The question now confronting policymakers is whether Ghana will replace disappearing donor support with national budget allocations or allow nutrition services to weaken as external funding recedes.

System analysis

The challenge facing Ghana’s nutrition sector is the gap between commitments and financing. This is so because, despite signing international nutrition agreements and integrating nutrition goals into national development planning, the country’s treatment coverage remains far below need, as the funding required to sustain treatment has not kept pace with the scale of the problem.

Parliament bears a significant responsibility because lawmakers approve national budgets and oversee health spending. A legislature that approves annual health budgets without demanding clear answers on therapeutic food financing, treatment coverage gaps, and supply shortages is leaving one of the country’s most vulnerable populations without effective oversight.

The Ministry of Health also faces questions over why therapeutic nutrition commodities remain outside the NHIS benefit package despite longstanding evidence of their effectiveness.

The National Health Insurance Authority must equally explain why a system designed to improve healthcare access continues to exclude treatment for one of the most life-threatening childhood conditions.

Citizens’ rights

Ghana ratified the Convention on the Rights of the Child more than three decades ago. That convention requires governments to take practical steps to combat disease and malnutrition through available technologies and appropriate healthcare interventions.

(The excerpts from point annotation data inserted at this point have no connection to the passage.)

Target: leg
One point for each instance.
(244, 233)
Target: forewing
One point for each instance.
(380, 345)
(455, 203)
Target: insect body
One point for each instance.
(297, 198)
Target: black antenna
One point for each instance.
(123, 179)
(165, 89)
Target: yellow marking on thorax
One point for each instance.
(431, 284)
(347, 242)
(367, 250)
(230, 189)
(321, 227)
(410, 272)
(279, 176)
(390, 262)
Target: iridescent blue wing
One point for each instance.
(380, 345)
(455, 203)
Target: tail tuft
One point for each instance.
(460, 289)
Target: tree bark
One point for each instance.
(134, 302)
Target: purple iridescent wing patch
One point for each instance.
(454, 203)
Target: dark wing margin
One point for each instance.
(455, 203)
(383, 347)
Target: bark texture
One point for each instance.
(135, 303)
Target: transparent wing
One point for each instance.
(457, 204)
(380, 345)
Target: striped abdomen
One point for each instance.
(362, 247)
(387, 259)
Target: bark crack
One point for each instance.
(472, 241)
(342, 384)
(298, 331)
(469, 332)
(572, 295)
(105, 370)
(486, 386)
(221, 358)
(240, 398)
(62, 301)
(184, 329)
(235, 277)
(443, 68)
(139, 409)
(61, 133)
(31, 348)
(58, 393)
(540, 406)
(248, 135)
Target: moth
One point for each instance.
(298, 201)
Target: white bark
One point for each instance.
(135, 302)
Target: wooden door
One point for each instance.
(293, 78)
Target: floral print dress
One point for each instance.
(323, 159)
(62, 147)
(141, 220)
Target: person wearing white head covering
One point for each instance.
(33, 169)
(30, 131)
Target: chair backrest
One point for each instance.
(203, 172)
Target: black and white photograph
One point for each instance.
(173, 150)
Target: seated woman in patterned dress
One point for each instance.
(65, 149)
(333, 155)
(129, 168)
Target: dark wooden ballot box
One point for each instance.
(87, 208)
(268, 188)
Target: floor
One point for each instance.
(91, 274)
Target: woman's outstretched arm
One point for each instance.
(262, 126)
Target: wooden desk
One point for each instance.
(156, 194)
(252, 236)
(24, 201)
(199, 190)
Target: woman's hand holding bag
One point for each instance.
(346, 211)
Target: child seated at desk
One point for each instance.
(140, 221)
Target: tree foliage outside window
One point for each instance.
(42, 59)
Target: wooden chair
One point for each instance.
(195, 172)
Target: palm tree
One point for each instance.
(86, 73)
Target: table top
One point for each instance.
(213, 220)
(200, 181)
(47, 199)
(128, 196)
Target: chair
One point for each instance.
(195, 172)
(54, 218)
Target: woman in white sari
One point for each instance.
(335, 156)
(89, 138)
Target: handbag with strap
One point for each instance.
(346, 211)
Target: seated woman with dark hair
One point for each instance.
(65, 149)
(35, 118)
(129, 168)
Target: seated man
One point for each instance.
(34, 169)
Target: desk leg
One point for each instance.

RUTF is one of those interventions, but thousands of children who need it every year still cannot access it.

The issue is therefore whether sufficient political priority has been assigned to making that treatment available.

The same concern applies under international commitments requiring governments to prevent and treat diseases through accessible healthcare services. When effective treatment exists but remains unavailable because financing has not been secured, the consequences are measured in children’s lives.

Gender and equity lens

Northern Ghana, including the Upper East, Upper West, and Northern regions, continues to experience some of the country’s highest levels of poverty, climate vulnerability, and healthcare access challenges.

Women bear much of this burden directly, as the high prevalence of maternal anaemia affects women’s health while also increasing risks for newborn children.

Girls face additional long-term consequences because childhood malnutrition often combines with educational disadvantage, with families struggling with limited resources more likely to withdraw girls from school, creating a cycle where poor nutrition and reduced educational opportunity reinforce one another.

Persons with disabilities also encounter barriers because treatment systems depend heavily on physical visits to health facilities, while community-level outreach remains inconsistent in addressing accessibility needs.

What must happen next

Parliament’s Health Committee must move beyond discussions and ensure therapeutic nutrition financing becomes a visible accountability issue within Ghana’s health budget process.

The inclusion of RUTF and multiple micronutrient supplements under the NHIS deserves urgent consideration because treatment cannot remain dependent on unpredictable donor support.

The Ministry of Finance must also present a clear plan explaining how Ghana intends to finance its nutrition commitments as external funding declines.

Citizens have a role to play as well by asking their Members of Parliament about how much money has been allocated to treat severe acute malnutrition in the current budget and how that amount compares to the number of children requiring treatment every year.

The answer to that question will reveal whether Ghana’s commitment to ending child malnutrition exists mainly in policy documents or in the budgets that determine who receives treatment and who does not.